Which may explain why you hear owners in those industries complaining that they need so many people now that COVID is fading and demanding is rebounding. Guess that's what happens when you lay a lot of people off instead of giving them furloughs and strong wages to make sure they come back.

By comparison, one sizable industry was nearly back to even in Wisconsin by the end of the year, and both managerial and manufacturing jobs lost a lower rate of jobs than the statewide level of 4.8%.

Job change, Dec 2019-Dec 2020, Wisconsin
Construction -0.02% (-32 jobs)
Financial Activities -1.0% (-1,539)
Prof./Business Services -2.5% (-8,030)
Manufacturing -4.0% (-19,311)

And as vaccinations picked up in the Spring, we will likely see many of these job holes grow smaller.

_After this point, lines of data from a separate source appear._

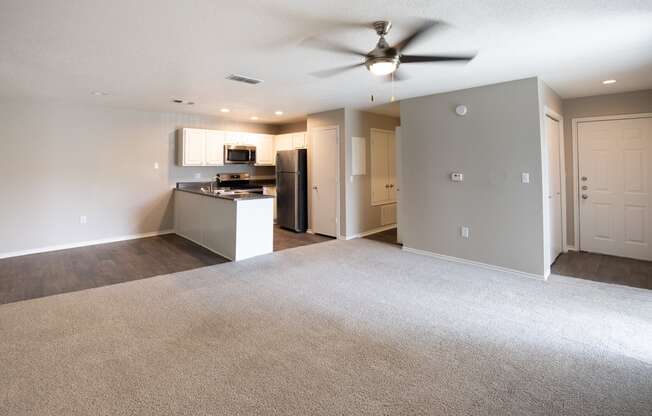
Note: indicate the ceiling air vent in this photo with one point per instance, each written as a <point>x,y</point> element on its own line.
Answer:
<point>246,80</point>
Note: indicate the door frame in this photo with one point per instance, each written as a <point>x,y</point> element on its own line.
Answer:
<point>338,218</point>
<point>549,112</point>
<point>576,165</point>
<point>371,131</point>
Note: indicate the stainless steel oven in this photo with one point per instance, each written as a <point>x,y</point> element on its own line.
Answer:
<point>239,154</point>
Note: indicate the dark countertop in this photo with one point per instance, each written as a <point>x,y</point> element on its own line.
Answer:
<point>195,188</point>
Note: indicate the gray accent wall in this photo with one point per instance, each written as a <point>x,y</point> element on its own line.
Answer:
<point>59,162</point>
<point>361,216</point>
<point>492,145</point>
<point>594,106</point>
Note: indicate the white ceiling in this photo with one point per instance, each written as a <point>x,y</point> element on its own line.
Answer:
<point>145,53</point>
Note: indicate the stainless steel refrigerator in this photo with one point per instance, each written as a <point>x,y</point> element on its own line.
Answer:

But that doesn't mean we are anything near all the way back, and we have to recognize that the damage that so many workers and businesses had to take as COVID and related demand changes isn't something that is going to go away now that the need for masks is lessening and sales are going back up.

We need to continue to see strong growth throughout 2021, and can't pretend we are "back to normal" in a vtime when tens of thousands of Wisconsin jobs still have not come back.